I posted this to c.l.ruby the other day. Any comments?
I’ve been working on extending the sgml-parser included with the std
windows distribution and have run into several issues.
-
Tags with xml namespace qualifiers would get split thusly
dc:language would end up with tag=“dc” with an attribute of
"language" -
Attributes cannot contain namespace qualifiers - e.g. <l:link
l:rel="http://purl.org/rss/1.0/modules/proposed/link/#permalink>
would end up as [{l => “”}, {rel=>“http…”}] -
directives such as <![CDATA[ were not being recognized as “Special”

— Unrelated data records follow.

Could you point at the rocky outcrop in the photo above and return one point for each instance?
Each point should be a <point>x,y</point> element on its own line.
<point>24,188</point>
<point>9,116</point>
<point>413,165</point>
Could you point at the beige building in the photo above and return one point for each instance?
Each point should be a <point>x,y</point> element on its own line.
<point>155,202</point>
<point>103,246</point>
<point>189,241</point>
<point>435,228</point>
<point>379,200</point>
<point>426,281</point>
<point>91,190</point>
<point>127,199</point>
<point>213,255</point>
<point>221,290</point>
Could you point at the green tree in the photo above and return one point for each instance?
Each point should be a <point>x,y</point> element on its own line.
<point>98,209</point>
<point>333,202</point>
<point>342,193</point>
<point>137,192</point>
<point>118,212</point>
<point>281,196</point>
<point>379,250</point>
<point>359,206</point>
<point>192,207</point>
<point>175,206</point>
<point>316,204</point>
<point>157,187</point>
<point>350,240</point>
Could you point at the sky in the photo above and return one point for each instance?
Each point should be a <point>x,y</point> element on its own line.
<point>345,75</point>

Here’s my diffs: all three items are working for me now.
17c17
< Special = /<![^<>]*>/
···
Special = /<![/
20,21c20,21
< Tagfind = /[a-zA-Z][a-zA-Z0-9.-]/
< Attrfind = Regexp.compile(’[\s,]([a-zA-Z_][a-zA-Z_0-9.-]*)’ +
Tagfind = /[a-zA-Z][a-zA-Z0-9.-:]/
Attrfind = Regexp.compile(’[\s,]([a-zA-Z_][-:.a-zA-Z_0-9]*)’ +
Are these changes perceived as valuable? Any comments, gotchas?
-Jeff